Mais au sein de l’UDI, la date d’octobre a ses partisans, comme le président du groupe Union centriste du Sénat, Hervé Marseille. Le sénateur des Hauts-de-Seine lance :

Octobre, c’est mieux. Comme dirait l’autre, une fois que les bornes sont dépassées, il n’y a plus de limite !

Hervé Marseille explique sa position : « Il ne faudrait pas tarder car on a besoin des maires. On ne peut pas avoir des institutions en première ligne qui ne sont pas en situation de fonctionner. On ne peut pas avoir du provisoire qui dure ». Des maires sortants et battus sont en effet maintenus pour l’heure, et « cohabitent avec des maires élus mais pas installés », ce qui commence à poser des problèmes. Sans compter l’arrêt « des commandes publiques dans ces communes. Ça pénalise les travaux » et l’activité.

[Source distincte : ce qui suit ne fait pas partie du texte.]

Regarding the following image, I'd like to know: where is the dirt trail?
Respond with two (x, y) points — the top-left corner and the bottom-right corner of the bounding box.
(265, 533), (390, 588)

« Les sénatoriales pourraient avoir lieu en décembre 2020 » selon Philippe Dallier

Le report du second tour à octobre ou plus tard aurait une autre conséquence : le report des sénatoriales de septembre 2020. Un peu plus de la moitié des 348 sièges, soit 178 sénateurs, sont en jeu. « Il faut un renouvellement du collège électoral sénatorial pour renouveler le Sénat » souligne Jean-Philippe Dérosier. D’autant plus que les conseillers municipaux composent 97% des grands électeurs des sénatoriales.

Et là encore, pour la date, il y a plusieurs écoles. « On parle de la fin de cette année. Il faut au moins un délai de 2 à 3 mois entre les municipales et sénatoriales. Il faut le temps d’élire les conseils municipaux, les grands électeurs et laisser un peu de temps pour faire campagne » affirme Philippe Dallier. Donc pour le sénateur LR de Seine-Saint-Denis, « si les municipales ont lieu en octobre, les sénatoriales pourraient avoir lieu en décembre. C’est le plus raisonnable ».

Kanner : « Les sénatoriales ne peuvent être que repoussées d’un an, en septembre 2021 »

Sur ce point, Patrick Kanner voit là aussi les choses différemment. « Pour moi, les sénatoriales ne peuvent être que repoussées d’un an. Je vois mal le Sénat se mettre en congés pendant 2 mois pour faire campagne. Donc il faut les organiser en septembre 2021 » affirme à publicsenat.fr le président du groupe PS. A moins de ne pas appliquer la trêve des travaux parlementaire, qui est une coutume républicaine mais pas une obligation ? « En demandant à la moitié du Sénat de travailler pour l’autre ? C’est quand même curieux » répond Patrick Kanner, surtout avec le budget examiné à l’automne.

En cas de report d’un an, le socialiste imagine « rallonger le mandat des sénateurs élus en 2017 d’un an, si ceux élus en 2021 le sont pour 6 ans. Ou enlever un an à ceux élus en 2021, pour maintenir le renouvellement tous les trois ans ».

Ici, le centriste Hervé Marseille rejoint le socialiste. « Le plus raisonnable, c’est de reporter les sénatoriales d’un an, en septembre 2021 » dit le président du groupe UC, composante de la majorité sénatoriale. Avec toutes les échéances, il ne « voi(t) pas comment on fait à moins d’un an ». 

Une chose est sûre : en cas de report, il faudra passer par une loi organique au Sénat. Comme il s’agit de l’élection des sénateurs, elle devra obligatoirement être adoptée avec leur approbation. Encore faut-il qu’ils se mettent d’accord entre eux.